1. A classification method for classifying documents into document groups, A display control means that controls the display of information relating to the classified documents, aggregated and displayed for each document group, Equipped with, The display control means is characterized by displaying information indicating whether the document group contains multiple documents.

2. The information processing apparatus according to claim 1, characterized in that the display control means displays information relating to a document representing the document group and information indicating whether other documents are included in the document group.

3. The information processing apparatus according to claim 2, further comprising a means for identifying a document that represents the aforementioned group of documents according to predetermined criteria.

4. The information processing apparatus according to claim 3, wherein the identifying means identifies a document that represents the document group based on information relating to the date and time of the documents included in the document group.

5. The information processing apparatus according to claim 4, characterized in that the display control means displays information relating to a document in order based on information relating to the date and time of the document included in the document group.

6. The aforementioned documents are those found using the specified criteria. The information processing device according to claim 3, wherein the identifying means identifies a document that represents the document group based on information relating to the ranking of documents included in the document group searched according to the conditions.

7. The information processing apparatus according to claim 6, characterized in that the display control means displays information relating to a document in order based on information relating to the ranking of documents included in the document group that were searched according to the conditions.

8. The information processing apparatus according to claim 1 or 2, characterized in that the display control means displays information relating to the number of documents included in the document group.

9. The information processing apparatus according to claim 2, characterized in that the display control means displays a reception unit that receives instructions to expand and display information relating to documents included in the document group.

10. The information processing apparatus according to claim 1 or 2, characterized in that the display control means compares and displays information relating to a plurality of documents included in the document group.

11. The information processing apparatus according to claim 1 or 2, characterized in that the classification means classifies based on the similarity between information relating to documents.

12. The information processing apparatus according to claim 11, characterized in that the classification means classifies based on the degree of agreement between characteristic words obtained from a document.

13. The information processing apparatus according to claim 11, characterized in that the classification means classifies based on the relationships between the names of the documents.

14. The information processing device according to claim 1 or 2, characterized in that the document is a document retrieved under specified conditions.

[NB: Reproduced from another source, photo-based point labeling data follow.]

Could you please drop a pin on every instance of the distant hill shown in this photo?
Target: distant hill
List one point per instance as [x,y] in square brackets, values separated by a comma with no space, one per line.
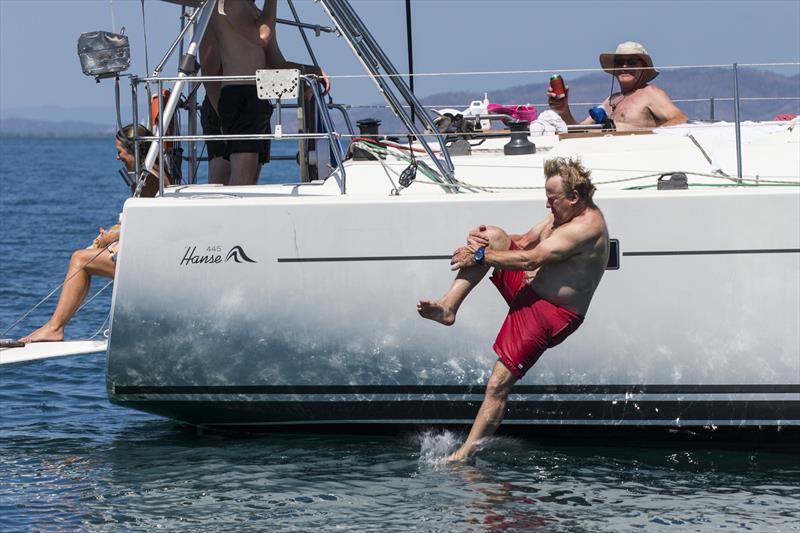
[680,85]
[23,127]
[690,84]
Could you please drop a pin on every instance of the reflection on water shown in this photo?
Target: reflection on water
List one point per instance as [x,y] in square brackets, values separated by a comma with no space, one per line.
[70,460]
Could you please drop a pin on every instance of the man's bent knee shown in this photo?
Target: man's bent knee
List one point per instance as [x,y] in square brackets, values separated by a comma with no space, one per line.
[500,382]
[498,239]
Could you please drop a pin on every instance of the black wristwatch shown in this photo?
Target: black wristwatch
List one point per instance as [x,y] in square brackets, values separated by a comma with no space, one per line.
[479,254]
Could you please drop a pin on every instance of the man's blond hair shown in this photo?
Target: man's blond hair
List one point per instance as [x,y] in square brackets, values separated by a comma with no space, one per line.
[573,174]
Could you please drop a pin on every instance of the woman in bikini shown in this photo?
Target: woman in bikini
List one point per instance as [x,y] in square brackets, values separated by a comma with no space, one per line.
[100,258]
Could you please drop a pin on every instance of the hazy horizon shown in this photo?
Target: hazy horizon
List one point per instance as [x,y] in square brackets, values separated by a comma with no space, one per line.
[449,36]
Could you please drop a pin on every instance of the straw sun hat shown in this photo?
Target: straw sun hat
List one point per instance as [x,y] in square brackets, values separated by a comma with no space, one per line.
[629,49]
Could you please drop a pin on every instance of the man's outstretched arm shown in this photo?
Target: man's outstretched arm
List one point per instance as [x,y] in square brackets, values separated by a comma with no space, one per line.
[562,244]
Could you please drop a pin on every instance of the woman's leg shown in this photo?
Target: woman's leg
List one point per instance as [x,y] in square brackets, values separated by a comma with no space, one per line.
[83,265]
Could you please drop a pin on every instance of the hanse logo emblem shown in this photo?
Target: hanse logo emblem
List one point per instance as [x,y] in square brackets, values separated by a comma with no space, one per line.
[238,255]
[213,256]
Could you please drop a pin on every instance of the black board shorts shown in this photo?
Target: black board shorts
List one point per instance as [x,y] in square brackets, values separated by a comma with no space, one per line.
[209,121]
[240,113]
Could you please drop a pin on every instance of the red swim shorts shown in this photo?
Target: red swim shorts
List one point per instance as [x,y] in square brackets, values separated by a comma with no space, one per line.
[533,324]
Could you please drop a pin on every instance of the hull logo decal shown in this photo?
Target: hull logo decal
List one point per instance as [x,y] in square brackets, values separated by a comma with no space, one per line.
[238,255]
[212,256]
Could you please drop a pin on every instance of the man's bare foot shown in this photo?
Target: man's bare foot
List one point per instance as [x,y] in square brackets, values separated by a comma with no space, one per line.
[436,311]
[457,457]
[45,333]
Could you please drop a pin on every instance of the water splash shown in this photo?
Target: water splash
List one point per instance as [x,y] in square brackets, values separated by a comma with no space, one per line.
[436,446]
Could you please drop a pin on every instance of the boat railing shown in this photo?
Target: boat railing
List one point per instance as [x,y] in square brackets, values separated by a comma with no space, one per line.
[392,85]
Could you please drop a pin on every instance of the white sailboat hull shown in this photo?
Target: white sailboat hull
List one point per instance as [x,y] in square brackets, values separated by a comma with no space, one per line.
[697,327]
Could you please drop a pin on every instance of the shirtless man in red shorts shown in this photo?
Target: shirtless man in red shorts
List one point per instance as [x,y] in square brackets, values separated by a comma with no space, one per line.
[547,275]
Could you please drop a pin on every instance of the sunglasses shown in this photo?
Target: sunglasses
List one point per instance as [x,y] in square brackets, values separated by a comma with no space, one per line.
[629,62]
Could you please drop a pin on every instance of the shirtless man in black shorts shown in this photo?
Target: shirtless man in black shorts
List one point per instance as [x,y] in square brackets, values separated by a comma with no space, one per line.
[245,40]
[241,33]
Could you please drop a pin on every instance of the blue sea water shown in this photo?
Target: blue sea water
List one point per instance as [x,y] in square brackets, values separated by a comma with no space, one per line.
[69,460]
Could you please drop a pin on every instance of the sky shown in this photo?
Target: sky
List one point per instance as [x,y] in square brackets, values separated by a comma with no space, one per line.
[40,72]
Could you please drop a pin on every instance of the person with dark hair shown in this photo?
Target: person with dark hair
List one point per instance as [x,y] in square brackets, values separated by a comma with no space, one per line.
[637,105]
[100,259]
[124,143]
[547,276]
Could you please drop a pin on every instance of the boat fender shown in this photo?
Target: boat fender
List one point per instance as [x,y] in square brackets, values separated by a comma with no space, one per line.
[519,143]
[676,181]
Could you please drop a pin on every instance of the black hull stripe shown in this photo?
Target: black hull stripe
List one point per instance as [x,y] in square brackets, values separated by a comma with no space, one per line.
[714,252]
[666,412]
[442,257]
[457,389]
[376,258]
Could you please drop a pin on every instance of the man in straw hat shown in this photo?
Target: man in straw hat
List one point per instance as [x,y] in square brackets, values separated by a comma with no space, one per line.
[637,105]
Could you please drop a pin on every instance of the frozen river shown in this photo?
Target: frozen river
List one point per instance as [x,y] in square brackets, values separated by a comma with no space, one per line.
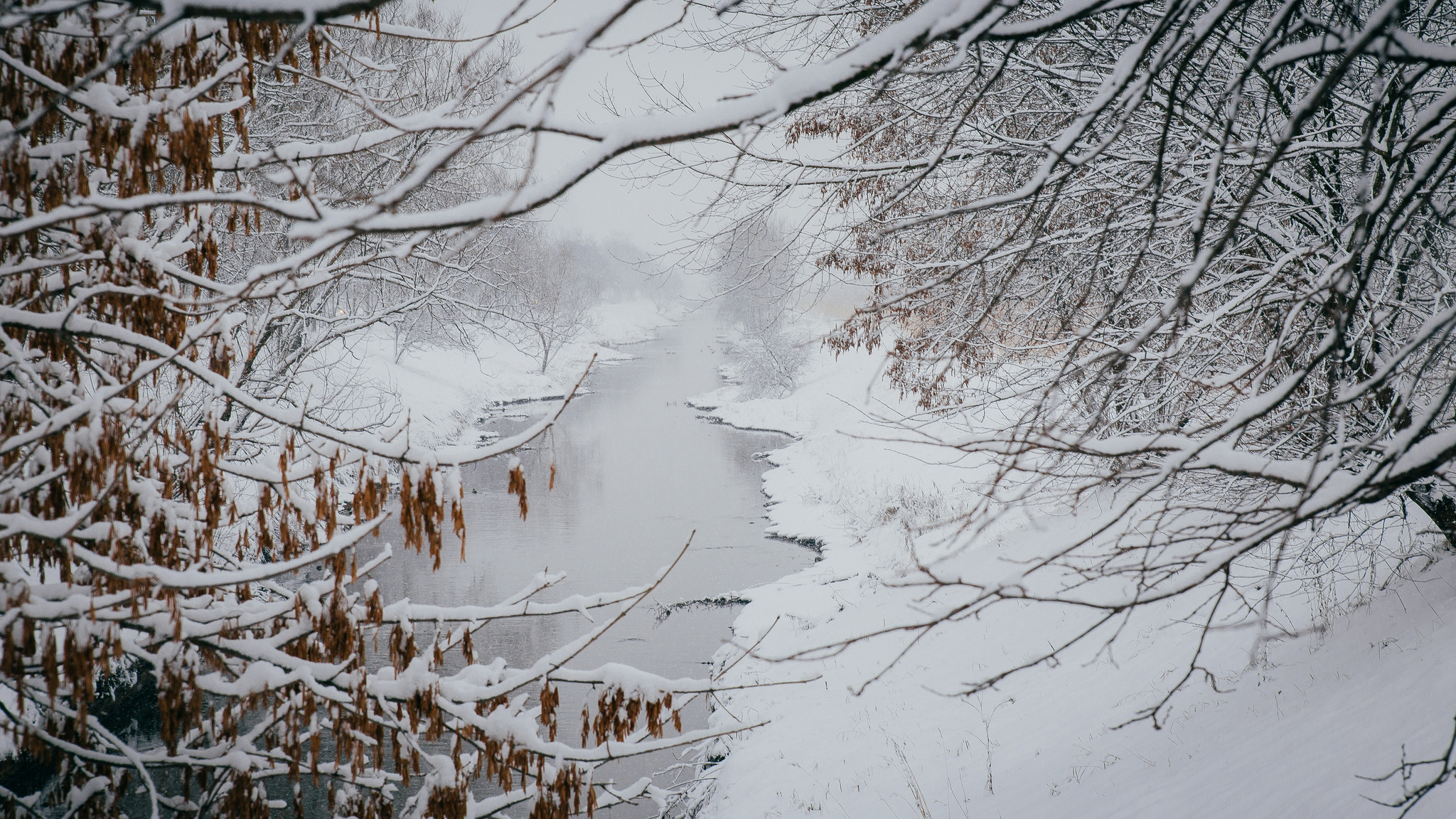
[637,473]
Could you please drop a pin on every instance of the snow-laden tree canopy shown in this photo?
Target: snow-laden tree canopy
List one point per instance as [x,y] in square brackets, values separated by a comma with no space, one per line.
[1194,251]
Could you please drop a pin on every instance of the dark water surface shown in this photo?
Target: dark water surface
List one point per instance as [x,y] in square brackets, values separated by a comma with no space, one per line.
[637,473]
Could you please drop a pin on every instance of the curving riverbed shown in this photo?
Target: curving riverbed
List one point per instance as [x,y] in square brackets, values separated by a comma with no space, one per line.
[637,473]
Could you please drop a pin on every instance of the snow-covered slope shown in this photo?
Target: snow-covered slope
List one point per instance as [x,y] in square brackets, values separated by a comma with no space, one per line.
[1288,735]
[444,390]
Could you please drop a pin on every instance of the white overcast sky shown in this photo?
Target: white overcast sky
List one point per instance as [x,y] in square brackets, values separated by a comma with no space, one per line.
[606,205]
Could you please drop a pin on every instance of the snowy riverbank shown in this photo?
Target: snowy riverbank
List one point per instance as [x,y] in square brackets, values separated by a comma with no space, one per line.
[1289,735]
[446,390]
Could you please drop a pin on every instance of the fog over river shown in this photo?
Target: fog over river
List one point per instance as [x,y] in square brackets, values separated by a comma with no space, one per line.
[637,473]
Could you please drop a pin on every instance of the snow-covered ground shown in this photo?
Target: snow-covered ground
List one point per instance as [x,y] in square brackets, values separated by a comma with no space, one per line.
[446,390]
[1289,735]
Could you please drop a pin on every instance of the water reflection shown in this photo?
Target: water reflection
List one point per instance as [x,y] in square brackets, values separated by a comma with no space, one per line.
[637,473]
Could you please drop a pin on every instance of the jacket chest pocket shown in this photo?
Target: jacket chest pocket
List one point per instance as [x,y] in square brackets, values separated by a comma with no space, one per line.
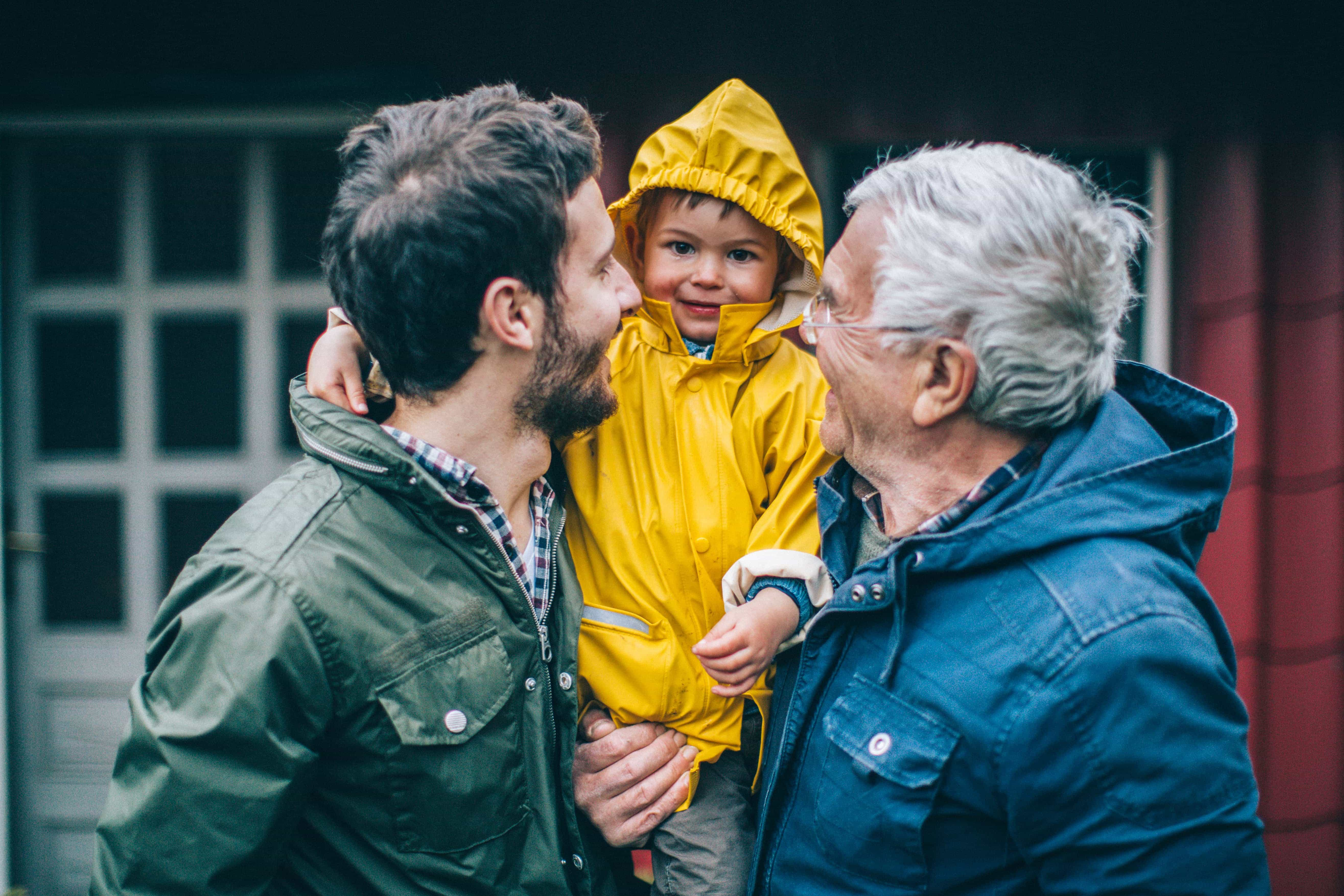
[456,772]
[884,764]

15. The classification means includes a classification step of classifying documents into document groups, A display control step in which the display control means controls the information relating to the classified documents to be aggregated and displayed for each document group, Equipped with, The control method for an information processing device is characterized in that the display control step displays information indicating whether the document group contains multiple documents.

16. A program that can be executed in an information processing device, The aforementioned information processing device A classification method for classifying documents into document groups, Display control means that controls the display of information related to the classified documents, aggregated for each document group. To make it function as, The display control means is a program characterized by displaying information indicating whether the document group contains multiple documents.